The fall caused a severe back injury requiring spinal fusion surgery. He spent about a month in acute rehab.
"I was so sure that I was never going to golf again. I gave up my membership," Craiggs said.
After he was discharged from rehab, Craiggs started outpatient therapy at Dixie Regional Outpatient Neuro Rehabilitation center. He showed up in a wheelchair, had very poor balance and was at a high risk for falling.
"The first day here I could not stand up out of a chair," Craiggs said. "I was just shaking."
But through a lot of hard work, he made remarkable progress.
“The second week I came to therapy… with a walker, the third week, I came with my hiking poles. The fourth week, I came carrying my hiking poles; and the fifth week, I left everything home and came solo,” Craiggs said.
Intermountain Healthcare’s balance therapist Arndreke Armstrong said falling is common for seniors.
"They've become deconditioned, their reaction or the response time is slowed down, so they're not able to catch themselves quickly enough. They end up on the floor and that leads to injury and, in some cases, can lead to death," he explained.
But fortunately, Craiggs’ active lifestyle made for a quick recovery.
Armstrong encourages older people to stay active and to participate in some sort of fitness program or strength training. “One of the best things you can do is walk ... just make that a regular part of your daily routine," he said.

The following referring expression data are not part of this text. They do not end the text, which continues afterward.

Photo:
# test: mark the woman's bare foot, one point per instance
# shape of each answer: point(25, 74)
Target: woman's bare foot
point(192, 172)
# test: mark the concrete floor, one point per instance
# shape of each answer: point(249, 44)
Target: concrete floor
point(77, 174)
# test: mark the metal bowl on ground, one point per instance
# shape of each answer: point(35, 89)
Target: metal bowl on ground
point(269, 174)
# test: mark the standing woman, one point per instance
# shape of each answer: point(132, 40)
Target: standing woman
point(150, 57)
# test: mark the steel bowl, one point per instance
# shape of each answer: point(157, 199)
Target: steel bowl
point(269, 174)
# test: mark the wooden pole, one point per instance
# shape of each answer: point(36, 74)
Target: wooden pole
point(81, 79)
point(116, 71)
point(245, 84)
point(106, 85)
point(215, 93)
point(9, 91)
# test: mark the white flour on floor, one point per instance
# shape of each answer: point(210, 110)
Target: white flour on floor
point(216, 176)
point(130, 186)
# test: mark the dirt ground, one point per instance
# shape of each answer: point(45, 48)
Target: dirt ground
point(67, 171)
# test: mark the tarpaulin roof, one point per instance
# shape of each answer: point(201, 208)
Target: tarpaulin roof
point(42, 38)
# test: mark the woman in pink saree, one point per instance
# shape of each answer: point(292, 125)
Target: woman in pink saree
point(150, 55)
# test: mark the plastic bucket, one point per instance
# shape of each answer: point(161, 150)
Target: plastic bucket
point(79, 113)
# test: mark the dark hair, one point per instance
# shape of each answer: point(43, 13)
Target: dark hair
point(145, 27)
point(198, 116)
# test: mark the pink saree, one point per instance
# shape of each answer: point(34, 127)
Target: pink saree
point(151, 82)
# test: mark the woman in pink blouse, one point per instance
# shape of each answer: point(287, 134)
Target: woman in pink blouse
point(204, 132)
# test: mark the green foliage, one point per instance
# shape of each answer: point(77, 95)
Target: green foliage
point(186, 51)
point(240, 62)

Within two months, Craiggs was walking on his own, participating in his favorite activities again like tending to his cactus garden, driving his show cars, and getting back on the golf course.
Armstong said the subsequent injuries from a fall can sometimes be deadly. He encourages people experiencing regular falls to see a balance therapist for an evaluation, especially for patients with Parkinson’s disease, multiple sclerosis, vertigo, or people recovering from a stroke, brain injury or spinal cord injury.